Oil Futures Seesaw Ahead of Rigs Data

NEW YORK (DTN) -- Spot-month New York Mercantile Exchange oil futures seesawed within a narrow range in early trade Friday as a bullish U.S. payroll report weighed against concern over recent strong growth in domestic oil production.

At last glance, NYMEX March West Texas Intermediate futures were up 10 cents to $53.64 per barrel (bbl) and ICE April Brent crude futures edged up 7 cents to $56.63 bbl. NYMEX March ULSD futures gained 0.29 cent to $1.6547 gallon and March RBOB futures eased 0.70 cent to $1.5259 gallon.

The futures complex rose in the immediate aftermath of a payroll report by the Bureau of Labor Statistics showing 227,000 new jobs were added to the U.S. economy last month versus a 175,000 estimate, while the unemployment rate ticked up to 4.8%.

January's job growth was the best since June, and follows the addition of 156,000 jobs in December, although hourly earnings eased 0.2% to 2.5% year-over-year. The report suggests the U.S. economy is on sound footing, which would support fuel demand, analysts said.

However, the oil market remains cautious in front of Baker Hughes Inc.'s weekly report to be released early afternoon that could show another increase in the number of rigs drilling for oil in the United States. Last week's report showed active oil rigs increased by 15 to 566, the most in over a year, while the Energy Information Administration reported midweek that U.S. crude oil production eased to 8.915 million barrels per day (bpd) remained near an 8.961 million bpd 10-month high.

"The market is nervous because we are waiting or Baker Hughes report and pulled back because we've seen rising rig count in recent weeks," said analyst Phil Flynn at Price Futures in Chicago.

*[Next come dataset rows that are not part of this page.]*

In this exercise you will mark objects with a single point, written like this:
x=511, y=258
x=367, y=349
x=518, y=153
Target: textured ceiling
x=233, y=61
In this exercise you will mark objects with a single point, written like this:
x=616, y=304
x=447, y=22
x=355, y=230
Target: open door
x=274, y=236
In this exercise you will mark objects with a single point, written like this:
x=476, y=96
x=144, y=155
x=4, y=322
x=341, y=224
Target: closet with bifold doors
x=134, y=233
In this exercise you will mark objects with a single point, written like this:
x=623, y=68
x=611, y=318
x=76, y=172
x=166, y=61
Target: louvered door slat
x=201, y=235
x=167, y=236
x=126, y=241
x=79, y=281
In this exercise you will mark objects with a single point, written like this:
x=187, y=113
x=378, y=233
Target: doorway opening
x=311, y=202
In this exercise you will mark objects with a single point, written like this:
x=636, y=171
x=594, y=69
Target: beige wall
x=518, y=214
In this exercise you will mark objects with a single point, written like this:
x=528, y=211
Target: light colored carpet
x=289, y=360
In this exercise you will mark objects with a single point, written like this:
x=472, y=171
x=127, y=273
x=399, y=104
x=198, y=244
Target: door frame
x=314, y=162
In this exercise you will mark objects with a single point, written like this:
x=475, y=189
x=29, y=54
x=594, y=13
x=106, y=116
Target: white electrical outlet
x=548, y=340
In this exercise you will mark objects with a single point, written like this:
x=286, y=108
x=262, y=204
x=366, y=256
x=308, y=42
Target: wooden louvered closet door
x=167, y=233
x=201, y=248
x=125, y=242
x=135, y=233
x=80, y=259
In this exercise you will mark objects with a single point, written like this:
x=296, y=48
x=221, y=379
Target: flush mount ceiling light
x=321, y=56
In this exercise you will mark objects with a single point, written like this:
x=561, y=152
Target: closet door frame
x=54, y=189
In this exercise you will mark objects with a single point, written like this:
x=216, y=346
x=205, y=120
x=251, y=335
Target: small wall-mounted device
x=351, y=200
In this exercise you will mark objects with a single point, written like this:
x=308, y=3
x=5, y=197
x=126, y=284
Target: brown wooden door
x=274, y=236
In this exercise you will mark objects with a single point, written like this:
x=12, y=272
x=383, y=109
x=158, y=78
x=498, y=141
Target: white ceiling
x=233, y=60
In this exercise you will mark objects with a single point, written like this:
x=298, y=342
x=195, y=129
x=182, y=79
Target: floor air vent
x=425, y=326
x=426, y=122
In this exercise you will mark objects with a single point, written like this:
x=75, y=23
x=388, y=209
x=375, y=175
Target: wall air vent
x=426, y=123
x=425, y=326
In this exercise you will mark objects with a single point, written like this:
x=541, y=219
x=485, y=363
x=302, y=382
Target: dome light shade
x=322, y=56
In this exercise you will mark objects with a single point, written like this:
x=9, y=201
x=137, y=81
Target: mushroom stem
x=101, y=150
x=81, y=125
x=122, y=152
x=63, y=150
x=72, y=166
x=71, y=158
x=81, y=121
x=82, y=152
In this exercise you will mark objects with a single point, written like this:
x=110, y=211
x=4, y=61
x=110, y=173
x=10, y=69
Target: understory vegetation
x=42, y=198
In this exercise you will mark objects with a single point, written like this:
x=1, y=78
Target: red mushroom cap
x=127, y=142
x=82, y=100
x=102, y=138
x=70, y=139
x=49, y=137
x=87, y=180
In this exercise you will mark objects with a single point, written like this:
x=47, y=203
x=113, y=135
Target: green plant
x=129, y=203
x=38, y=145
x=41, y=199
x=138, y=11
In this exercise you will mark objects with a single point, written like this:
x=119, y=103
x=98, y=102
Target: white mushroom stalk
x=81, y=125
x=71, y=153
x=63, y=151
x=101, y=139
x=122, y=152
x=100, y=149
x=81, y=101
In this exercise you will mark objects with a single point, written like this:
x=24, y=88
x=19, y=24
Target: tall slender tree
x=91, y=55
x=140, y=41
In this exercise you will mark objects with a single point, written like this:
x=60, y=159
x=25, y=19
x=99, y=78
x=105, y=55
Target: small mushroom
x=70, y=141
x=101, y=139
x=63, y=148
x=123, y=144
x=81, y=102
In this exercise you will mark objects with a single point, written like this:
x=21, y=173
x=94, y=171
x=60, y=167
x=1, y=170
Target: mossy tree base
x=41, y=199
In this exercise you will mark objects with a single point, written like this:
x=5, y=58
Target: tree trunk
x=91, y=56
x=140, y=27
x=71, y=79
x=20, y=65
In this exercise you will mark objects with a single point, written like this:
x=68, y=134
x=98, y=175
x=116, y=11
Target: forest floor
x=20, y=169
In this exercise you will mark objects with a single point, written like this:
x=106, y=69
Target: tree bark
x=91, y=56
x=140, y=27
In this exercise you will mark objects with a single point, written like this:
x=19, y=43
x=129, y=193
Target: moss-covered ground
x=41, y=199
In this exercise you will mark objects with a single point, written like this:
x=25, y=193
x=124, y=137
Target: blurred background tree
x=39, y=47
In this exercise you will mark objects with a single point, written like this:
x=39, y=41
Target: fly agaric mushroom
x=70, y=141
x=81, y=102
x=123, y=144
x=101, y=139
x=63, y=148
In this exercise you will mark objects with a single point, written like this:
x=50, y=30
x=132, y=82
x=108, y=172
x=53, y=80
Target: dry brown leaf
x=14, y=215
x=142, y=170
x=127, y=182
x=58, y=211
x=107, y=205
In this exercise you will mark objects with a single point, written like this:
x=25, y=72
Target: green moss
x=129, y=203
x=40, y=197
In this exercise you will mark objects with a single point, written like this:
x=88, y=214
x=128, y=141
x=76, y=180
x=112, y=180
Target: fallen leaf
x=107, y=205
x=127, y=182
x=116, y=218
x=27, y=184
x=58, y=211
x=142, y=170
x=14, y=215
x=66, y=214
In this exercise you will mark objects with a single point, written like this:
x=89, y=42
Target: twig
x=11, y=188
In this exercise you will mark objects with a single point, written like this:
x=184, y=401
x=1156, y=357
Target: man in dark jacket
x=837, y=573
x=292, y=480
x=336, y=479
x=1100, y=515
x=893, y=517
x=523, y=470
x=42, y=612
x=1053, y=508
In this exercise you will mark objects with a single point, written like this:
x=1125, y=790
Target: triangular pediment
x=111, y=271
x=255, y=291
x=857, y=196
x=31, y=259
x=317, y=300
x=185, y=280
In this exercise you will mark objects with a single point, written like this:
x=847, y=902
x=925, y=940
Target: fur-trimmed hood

EIA data also showed total petroleum stocks rose by 5.3 million bbl last week while total products supplied over the last four-week period averaged over 19.3 million bpd, down 1.9% year-over-year, with the building inventory a drag on oil futures.

Globally, the market is finding support in potential geopolitical risks stirred by comments and actions by President Donald Trump and evidence the Organization of the Petroleum Exporting Countries has, according to reports, enacted 82% to 88% of the 1.2 million bpd planned cuts in production.

Trump has had what are described as frank phone calls with leaders of Mexico and Australia in recent days and today warned Iran and North Korea could pay a price if they don't stop causing problems.

"Trump told Iran that nothing is off the table, so people are watching Iran and that's adding a risk premium [to the price of oil]," Flynn said.